Friday, December 12, 2014

Year of No Breakfast



I am near the end of a year of skipping breakfast…sort of. Yes, it has been a year. No, it hasn’t been perfect; there were some skips (skipping skipping breakfast). Did it change much for me? Not really. Most people I know eat breakfast and many say it is the most important meal of the day. On the other hand, some doctors advocate skipping it. I became interested in it as a way to lose weight and be healthy. Is this crazy or ill advised?

One day more than a year ago I read about something called intermittent fasting in an online column by Dr. Joseph Mercola, who sends his messages to about a hundred thousand Americans, among them me. His online existence is at www.mercola.com. He wrote about benefits of intermittent fasting, which include good health and longevity. Then I found books: The Mini-Fast Diet: Burn Fat Faster than Ever, by Dr. Julian Whitaker and Peggy Dace, and The Fast Diet: Stay Healthy and Live Longer with the Simple Secret of Intermittent Fasting, by Dr. Michael Mosley.  It sounded like the great panacea. Well, maybe.

These doctors presented stories about people whose lives were greatly changed by intermittent fasting. Intermittent fasting is not starving oneself. It is timing one’s meals to allow for regular periods of fasting a couple of days a week, or daily shorter periods. There are various ways to do it. They also recommended exercise during the fasts. As I understood it, during the fast the body goes into a state called ketosis, which burns fat. The other recommendation was to eat a low glycemic, or low carb, diet.  The people quoted in the books lost many pounds and reversed chronic diseases. They were more overweight and obese than I have ever been. Maybe that’s why the program worked for them so dramatically.

I opted for Dr. Mercola’s version, which was to abstain from all food daily for sixteen to eighteen hours but drink plenty of water. I chose to fast from evening supper until late morning or noon the following day. It’s easier to fast while one is sleeping, so it looked like the best way to me. (I hesitate to say it looked like a piece of cake.) I am rarely hungry in the morning, so that was a plus. The doctors spent a lot of pages telling people that this diet would eliminate their hunger and cravings; I wasn’t experiencing hunger and cravings most of the time. So I said this would be easy.

Most days it was easy after the daily arguments with myself about whether my interest in food was coming from my stomach or my brain. I wouldn’t call this craving, and it never was hunger. Partly it was a habit of eating in the morning, and partly it was my brain telling me that just eating a little bit would be a good idea. That little gremlin in my brain never stopped talking to me for the eleven-plus months of skipping breakfast. Sometimes it won; sometimes I won. Mostly I didn’t eat in the morning. But often I changed my supper time to occur early in the evening so my sixteen hour fast would end by about ten o’clock in the morning, when I could eat again.
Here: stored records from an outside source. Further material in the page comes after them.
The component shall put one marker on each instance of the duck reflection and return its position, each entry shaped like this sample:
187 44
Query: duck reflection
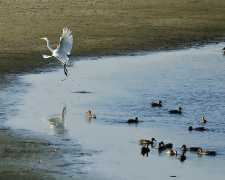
145 150
57 123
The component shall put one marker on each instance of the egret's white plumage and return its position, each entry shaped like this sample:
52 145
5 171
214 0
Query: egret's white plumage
63 49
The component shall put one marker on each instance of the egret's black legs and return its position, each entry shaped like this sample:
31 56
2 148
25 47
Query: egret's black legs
65 70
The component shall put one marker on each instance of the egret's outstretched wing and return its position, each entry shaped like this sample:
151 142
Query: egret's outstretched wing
46 56
65 45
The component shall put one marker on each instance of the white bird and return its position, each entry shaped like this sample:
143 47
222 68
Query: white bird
63 49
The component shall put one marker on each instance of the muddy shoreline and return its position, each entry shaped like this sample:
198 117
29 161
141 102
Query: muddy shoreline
103 27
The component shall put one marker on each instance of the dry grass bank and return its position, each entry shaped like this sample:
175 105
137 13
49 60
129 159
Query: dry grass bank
103 27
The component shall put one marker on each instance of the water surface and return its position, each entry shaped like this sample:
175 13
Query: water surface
120 88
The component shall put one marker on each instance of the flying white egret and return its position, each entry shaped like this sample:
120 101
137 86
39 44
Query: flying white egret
63 49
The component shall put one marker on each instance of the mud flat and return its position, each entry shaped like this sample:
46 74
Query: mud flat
30 158
103 27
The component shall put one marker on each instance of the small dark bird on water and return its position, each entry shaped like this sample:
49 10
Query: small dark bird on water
182 157
156 104
190 148
176 111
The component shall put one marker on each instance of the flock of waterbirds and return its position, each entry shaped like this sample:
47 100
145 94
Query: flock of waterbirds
161 146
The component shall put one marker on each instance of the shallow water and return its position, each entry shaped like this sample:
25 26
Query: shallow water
120 88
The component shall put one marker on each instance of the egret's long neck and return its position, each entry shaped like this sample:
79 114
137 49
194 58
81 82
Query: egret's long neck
49 46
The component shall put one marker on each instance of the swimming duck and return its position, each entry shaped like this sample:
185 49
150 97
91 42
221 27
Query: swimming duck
169 145
143 141
90 115
161 146
190 148
164 146
197 128
171 152
145 149
207 152
203 120
133 120
156 104
176 111
182 157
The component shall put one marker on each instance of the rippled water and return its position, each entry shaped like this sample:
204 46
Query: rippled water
120 88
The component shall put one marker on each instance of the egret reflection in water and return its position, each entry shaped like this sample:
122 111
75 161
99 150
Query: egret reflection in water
57 122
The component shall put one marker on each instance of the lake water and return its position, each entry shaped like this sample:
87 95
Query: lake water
47 105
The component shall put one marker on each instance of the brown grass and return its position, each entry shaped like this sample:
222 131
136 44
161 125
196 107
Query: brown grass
103 27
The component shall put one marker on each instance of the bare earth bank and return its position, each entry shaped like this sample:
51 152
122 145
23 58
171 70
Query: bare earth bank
103 27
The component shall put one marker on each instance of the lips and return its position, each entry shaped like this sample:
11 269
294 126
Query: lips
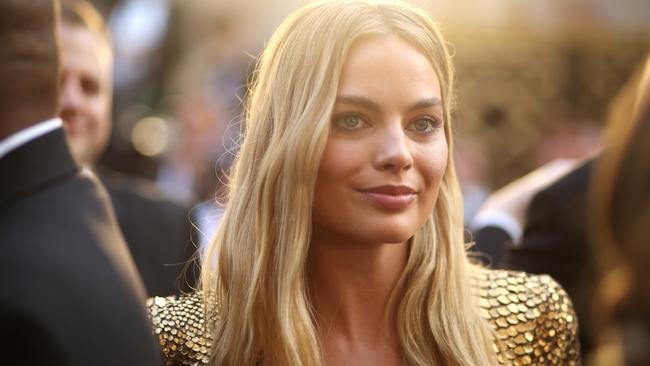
390 197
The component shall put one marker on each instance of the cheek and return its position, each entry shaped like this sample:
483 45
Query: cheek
433 164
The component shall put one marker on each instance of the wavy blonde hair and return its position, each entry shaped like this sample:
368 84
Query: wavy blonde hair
261 247
620 203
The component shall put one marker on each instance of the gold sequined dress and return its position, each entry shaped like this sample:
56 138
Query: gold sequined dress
531 315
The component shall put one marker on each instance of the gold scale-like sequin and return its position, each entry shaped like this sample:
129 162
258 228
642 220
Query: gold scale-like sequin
532 318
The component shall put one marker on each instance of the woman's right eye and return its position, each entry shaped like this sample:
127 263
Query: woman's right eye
350 122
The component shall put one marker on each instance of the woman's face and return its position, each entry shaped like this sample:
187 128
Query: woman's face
386 153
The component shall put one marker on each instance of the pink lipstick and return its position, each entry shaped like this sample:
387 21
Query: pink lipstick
390 197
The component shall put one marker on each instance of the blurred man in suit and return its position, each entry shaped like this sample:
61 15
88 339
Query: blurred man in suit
156 230
69 291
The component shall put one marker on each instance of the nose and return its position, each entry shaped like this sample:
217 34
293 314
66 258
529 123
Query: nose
393 152
71 97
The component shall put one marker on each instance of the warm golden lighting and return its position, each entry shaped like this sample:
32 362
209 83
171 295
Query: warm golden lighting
151 136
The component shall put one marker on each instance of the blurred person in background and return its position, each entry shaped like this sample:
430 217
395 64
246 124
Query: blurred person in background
156 230
620 228
342 238
538 224
69 291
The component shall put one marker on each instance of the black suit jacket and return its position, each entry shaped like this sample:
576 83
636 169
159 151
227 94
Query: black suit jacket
69 292
157 232
555 241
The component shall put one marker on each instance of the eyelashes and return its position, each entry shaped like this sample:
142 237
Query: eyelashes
424 125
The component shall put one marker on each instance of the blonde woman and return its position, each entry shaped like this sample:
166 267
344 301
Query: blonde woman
342 242
621 202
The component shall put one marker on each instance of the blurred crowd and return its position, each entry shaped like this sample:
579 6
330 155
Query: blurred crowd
538 83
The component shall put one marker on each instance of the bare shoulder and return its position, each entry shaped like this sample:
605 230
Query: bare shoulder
532 316
180 327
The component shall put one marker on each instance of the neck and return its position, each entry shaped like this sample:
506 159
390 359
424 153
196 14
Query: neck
351 285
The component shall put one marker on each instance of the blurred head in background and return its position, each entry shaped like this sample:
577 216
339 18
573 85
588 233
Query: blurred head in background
28 64
86 84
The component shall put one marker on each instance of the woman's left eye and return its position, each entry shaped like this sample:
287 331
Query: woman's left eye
424 125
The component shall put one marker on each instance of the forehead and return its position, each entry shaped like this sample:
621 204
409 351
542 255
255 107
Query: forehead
82 48
388 66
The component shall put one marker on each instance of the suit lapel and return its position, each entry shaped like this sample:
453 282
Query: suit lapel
35 166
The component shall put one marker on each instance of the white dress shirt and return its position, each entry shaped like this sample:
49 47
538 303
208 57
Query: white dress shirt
28 134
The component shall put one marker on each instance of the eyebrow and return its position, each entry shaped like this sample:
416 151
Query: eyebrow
369 104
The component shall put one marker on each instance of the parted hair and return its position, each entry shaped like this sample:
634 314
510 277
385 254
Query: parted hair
256 264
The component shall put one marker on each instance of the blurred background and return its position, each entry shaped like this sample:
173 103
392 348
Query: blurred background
534 80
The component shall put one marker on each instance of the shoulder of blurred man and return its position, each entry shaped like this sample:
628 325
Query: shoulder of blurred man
69 292
157 231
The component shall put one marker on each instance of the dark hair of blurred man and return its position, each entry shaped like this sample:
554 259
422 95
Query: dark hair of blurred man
156 230
69 291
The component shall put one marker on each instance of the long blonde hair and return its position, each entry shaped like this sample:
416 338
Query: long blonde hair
261 247
620 203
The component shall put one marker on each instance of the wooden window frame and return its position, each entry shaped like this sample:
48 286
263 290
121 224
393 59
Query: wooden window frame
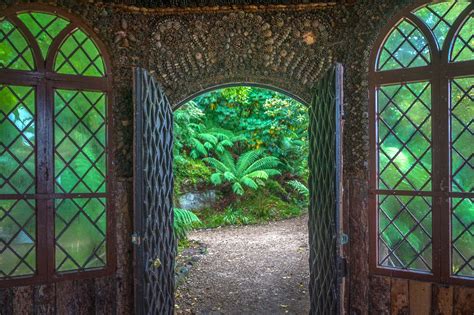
45 80
439 73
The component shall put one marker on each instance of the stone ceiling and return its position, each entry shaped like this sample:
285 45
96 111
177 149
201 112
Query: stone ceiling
207 3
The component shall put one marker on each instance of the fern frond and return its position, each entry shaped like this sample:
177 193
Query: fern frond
257 174
266 162
247 181
218 165
248 159
238 189
299 187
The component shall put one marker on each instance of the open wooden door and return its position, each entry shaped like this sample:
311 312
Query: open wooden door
153 237
325 184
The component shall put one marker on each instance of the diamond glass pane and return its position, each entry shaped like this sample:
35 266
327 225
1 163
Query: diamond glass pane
17 139
44 27
405 232
17 238
463 48
15 52
404 136
462 130
80 141
440 16
80 229
405 47
78 55
462 220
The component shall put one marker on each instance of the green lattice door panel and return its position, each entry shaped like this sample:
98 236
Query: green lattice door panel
17 176
462 177
325 164
153 210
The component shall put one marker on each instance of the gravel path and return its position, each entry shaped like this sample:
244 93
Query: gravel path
260 269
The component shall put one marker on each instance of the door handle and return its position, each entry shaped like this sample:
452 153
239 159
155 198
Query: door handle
156 263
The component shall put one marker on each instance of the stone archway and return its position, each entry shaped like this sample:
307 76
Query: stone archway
238 84
288 50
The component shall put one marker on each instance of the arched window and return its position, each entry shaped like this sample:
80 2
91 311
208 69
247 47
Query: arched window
54 160
421 169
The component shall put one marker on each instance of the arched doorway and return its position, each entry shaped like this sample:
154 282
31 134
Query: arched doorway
153 194
55 85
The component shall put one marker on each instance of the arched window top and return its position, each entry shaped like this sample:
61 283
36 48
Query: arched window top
15 52
463 48
421 135
44 27
439 17
29 40
78 55
405 47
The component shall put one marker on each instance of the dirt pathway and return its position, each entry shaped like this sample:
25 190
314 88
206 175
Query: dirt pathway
249 270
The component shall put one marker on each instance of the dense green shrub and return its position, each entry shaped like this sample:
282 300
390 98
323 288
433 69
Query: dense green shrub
251 170
184 221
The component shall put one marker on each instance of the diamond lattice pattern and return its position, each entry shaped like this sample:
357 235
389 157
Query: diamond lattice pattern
462 230
80 141
14 50
157 208
17 139
440 16
44 27
462 130
78 55
405 229
404 136
17 238
463 48
405 47
80 229
322 210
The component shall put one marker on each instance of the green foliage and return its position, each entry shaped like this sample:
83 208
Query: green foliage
190 172
299 187
184 221
250 170
266 119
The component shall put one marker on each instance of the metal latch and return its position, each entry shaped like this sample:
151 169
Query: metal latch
136 239
341 267
156 263
343 239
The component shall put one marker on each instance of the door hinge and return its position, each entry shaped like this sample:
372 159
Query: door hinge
136 239
343 239
341 267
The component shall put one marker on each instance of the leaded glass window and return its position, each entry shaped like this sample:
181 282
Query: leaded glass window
422 163
53 163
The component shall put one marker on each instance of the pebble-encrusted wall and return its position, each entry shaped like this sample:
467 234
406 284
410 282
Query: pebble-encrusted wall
285 47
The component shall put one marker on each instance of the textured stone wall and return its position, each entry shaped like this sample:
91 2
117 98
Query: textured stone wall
190 50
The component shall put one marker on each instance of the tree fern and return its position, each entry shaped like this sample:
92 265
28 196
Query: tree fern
250 170
299 187
184 221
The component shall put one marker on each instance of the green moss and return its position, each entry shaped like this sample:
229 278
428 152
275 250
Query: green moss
258 206
190 173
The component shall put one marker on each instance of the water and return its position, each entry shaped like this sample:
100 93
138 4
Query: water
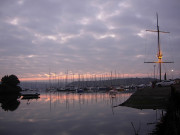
75 114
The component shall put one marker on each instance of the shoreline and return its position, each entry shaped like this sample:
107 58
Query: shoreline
151 98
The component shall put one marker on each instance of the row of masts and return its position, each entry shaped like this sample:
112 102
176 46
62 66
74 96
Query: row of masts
159 52
84 79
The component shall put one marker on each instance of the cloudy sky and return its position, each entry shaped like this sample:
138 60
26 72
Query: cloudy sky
87 36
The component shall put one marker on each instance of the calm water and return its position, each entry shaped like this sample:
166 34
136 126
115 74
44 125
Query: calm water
75 114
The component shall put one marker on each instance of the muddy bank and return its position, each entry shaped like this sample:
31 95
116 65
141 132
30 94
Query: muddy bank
149 98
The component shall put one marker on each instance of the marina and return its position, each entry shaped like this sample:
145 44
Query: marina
74 114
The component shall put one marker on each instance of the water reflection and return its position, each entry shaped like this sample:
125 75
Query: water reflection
74 114
9 102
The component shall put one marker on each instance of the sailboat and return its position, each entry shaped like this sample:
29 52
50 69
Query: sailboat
159 53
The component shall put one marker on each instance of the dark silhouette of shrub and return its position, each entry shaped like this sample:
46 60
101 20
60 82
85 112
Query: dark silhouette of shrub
9 84
11 80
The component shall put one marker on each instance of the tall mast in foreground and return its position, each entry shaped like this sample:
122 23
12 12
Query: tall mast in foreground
159 53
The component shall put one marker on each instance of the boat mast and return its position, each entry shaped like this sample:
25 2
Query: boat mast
159 53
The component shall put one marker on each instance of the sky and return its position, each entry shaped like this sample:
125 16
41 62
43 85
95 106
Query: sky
38 37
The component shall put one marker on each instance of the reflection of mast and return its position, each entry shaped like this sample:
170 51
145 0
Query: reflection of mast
159 54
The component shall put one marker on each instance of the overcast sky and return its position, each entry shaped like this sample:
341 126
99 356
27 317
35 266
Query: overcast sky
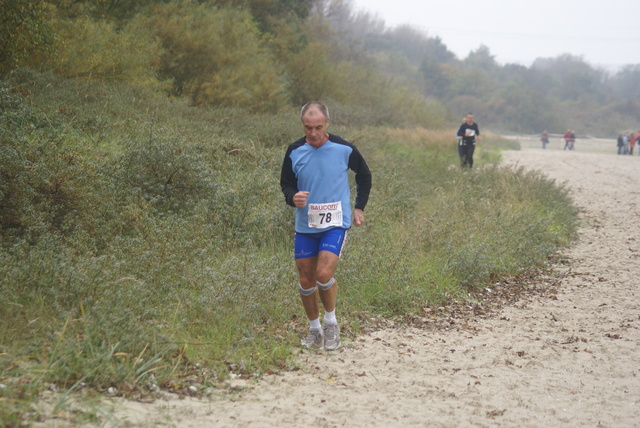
605 33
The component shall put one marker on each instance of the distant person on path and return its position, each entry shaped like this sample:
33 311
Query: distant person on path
544 138
620 144
459 139
315 180
469 134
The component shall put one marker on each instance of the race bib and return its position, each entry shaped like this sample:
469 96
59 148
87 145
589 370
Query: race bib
326 215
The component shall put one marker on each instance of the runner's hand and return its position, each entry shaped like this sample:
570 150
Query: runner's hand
300 199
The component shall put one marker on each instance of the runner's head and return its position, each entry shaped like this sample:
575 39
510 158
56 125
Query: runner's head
315 121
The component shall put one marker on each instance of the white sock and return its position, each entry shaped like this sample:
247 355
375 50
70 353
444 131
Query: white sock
315 324
330 317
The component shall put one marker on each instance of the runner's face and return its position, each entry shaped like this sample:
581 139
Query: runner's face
315 128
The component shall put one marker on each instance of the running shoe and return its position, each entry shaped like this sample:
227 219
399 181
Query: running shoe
313 339
331 337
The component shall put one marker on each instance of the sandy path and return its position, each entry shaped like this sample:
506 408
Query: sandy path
573 360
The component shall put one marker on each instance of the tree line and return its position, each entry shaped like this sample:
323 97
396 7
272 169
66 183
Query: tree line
267 55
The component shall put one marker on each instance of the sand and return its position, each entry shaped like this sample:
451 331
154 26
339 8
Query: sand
569 357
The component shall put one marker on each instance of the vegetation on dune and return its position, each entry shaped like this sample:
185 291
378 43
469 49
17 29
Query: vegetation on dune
147 248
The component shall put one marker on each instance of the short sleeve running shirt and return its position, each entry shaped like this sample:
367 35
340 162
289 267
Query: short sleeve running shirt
323 172
468 132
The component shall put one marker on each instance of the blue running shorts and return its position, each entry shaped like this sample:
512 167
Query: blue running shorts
310 244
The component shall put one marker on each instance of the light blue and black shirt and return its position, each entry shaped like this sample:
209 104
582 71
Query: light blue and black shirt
323 172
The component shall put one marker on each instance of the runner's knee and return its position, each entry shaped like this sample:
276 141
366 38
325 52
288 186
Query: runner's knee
327 285
307 291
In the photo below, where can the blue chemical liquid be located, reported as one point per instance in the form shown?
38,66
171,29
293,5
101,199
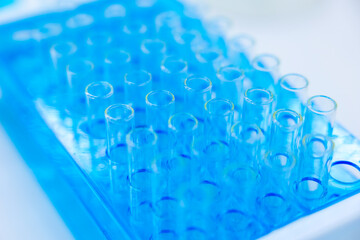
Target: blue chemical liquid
174,131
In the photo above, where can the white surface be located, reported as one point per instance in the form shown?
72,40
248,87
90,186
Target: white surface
317,38
25,211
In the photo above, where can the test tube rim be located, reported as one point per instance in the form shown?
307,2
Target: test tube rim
222,78
255,63
145,50
118,50
268,102
292,112
293,89
208,88
131,143
136,72
115,119
332,110
168,93
327,151
166,69
174,128
227,113
107,95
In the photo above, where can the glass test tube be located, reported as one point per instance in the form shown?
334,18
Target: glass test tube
292,92
231,86
240,50
119,122
218,122
265,70
117,64
153,52
173,74
137,85
80,73
257,109
198,90
142,152
61,53
320,115
313,174
98,97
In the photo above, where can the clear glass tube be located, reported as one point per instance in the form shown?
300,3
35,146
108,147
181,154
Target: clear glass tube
142,152
320,115
137,85
240,50
286,130
98,97
160,105
231,86
265,71
173,74
152,54
119,122
313,174
292,92
61,53
79,73
257,109
198,90
218,122
117,64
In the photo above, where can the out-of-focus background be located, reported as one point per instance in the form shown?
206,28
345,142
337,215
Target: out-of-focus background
317,38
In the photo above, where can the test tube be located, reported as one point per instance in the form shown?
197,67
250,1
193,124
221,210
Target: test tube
231,86
292,92
320,115
209,62
173,74
313,175
257,109
117,64
119,122
219,119
240,51
198,90
142,152
265,70
61,53
137,85
153,52
98,97
80,73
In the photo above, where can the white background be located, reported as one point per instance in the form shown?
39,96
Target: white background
317,38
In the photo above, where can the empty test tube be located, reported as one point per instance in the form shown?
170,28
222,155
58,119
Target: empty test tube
153,52
313,174
80,73
174,71
198,90
137,85
61,53
98,97
240,50
257,109
142,152
231,86
119,122
320,115
117,64
292,92
265,71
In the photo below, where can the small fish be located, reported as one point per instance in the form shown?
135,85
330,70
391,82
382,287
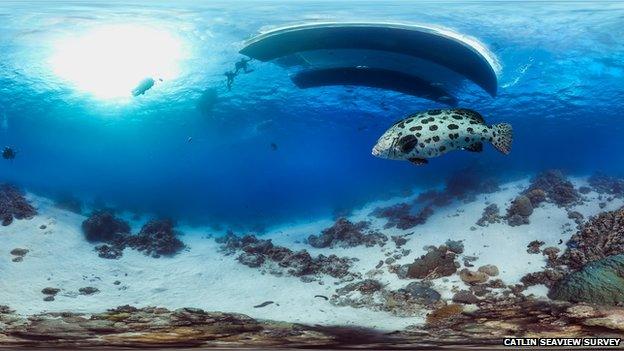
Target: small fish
435,132
145,85
264,304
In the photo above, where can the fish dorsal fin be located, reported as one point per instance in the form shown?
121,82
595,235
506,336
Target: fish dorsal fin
468,113
412,116
476,147
418,161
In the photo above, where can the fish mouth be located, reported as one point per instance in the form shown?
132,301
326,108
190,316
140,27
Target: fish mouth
375,151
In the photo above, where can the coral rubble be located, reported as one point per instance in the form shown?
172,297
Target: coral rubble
600,282
13,205
556,187
401,216
347,234
256,252
156,238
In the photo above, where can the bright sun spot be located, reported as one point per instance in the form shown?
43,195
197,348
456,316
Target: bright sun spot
111,60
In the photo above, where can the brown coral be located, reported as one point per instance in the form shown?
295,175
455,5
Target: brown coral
602,236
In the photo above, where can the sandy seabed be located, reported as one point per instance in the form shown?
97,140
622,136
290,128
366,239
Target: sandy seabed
203,277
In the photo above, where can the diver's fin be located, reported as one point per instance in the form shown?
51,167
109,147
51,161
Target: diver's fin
418,161
503,137
476,147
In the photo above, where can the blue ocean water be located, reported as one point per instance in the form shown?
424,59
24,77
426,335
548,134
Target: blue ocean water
560,85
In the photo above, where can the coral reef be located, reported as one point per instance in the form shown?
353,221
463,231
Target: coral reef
278,259
604,184
400,215
519,211
577,217
19,254
466,184
437,262
13,205
69,202
491,214
557,188
534,246
447,326
600,237
347,234
408,301
599,282
103,226
156,238
473,277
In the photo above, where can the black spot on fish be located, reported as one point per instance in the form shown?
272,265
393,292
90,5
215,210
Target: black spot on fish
407,143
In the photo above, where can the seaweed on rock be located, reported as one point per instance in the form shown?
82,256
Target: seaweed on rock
437,262
600,282
103,226
156,238
408,301
558,189
519,211
347,234
13,205
401,216
604,184
278,259
490,215
600,237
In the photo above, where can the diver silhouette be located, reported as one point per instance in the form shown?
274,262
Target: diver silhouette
230,75
244,65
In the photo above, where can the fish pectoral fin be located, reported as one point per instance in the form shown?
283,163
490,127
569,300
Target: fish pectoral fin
476,147
418,161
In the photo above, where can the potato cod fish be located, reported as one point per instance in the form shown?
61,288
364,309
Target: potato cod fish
435,132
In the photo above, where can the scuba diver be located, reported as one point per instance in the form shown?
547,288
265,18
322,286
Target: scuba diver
230,78
243,64
8,153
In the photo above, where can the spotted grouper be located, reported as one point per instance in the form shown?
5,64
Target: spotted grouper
435,132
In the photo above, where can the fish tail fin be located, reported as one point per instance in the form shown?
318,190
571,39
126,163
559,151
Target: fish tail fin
503,137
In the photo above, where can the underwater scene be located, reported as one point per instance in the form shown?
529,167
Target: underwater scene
311,174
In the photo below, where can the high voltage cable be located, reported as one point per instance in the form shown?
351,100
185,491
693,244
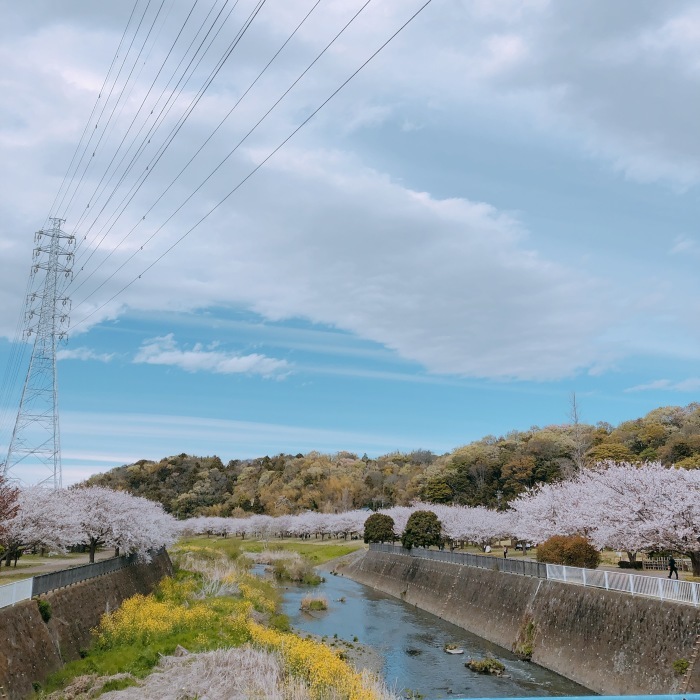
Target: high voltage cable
119,99
94,107
169,103
257,167
208,139
18,348
165,110
133,121
218,167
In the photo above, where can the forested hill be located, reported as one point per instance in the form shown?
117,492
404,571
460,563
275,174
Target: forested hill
484,472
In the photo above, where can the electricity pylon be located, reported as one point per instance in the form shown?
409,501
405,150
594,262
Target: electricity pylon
35,448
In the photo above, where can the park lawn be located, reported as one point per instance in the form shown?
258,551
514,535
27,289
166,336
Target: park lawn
316,551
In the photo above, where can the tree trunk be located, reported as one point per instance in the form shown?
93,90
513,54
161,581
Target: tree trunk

I never was a big breakfast eater. Dr. Whitaker said to eat breakfast at noon if one thinks breakfast is the most important meal of the day.

Exceptions to this plan occurred when it was time to eat breakfast with other people such as my family when I was with them, when I had a later dinner with friends, and when I was on vacation. These occasions were infrequent. I caved in and ate.

Well, did it work? As I said earlier, sort of. I lost ten pounds from January through April. Then came the plateau that lasted the rest of the year. Possibly Dr. Whitaker was mistaken when he said that his diet would result in calorie reduction of about four hundred calories per day. I think that works only for people who spend their lives eating big high carb breakfasts. I am not one of them even when I eat in the morning.

Dr. Whitaker’s book has a chapter about obstacles to weight loss related to intermittent fasting. Mine is thyroid related. He didn’t say that hypothyroid people would have an easy time. He said, backed up by many testimonials, that this works for many people. Dr. Whitaker runs a weight loss clinic.

Dr. Whitaker’s book offers a summary of why intermittent fasting, which he calls the mini-fast with exercise, works:
·         Cuts daily caloric intake by skipping a meal;
·         Reduces the need for calorie counting and making difficult food decisions throughout the day;
·         Switches you into the fat-burning mode and keeps you there for hours;
·         Curbs appetite by triggering ketosis and eliminating blood sugar swings;
·         Allows you to eat what you want—within reason—for the rest of the day;
·         Improves underlying risk factors such as insulin resistance inflammation, and oxidative stress, and “turns on” antiaging genes. (p.66)

I expect to continue with intermittent fasting for a while, even without dramatic results.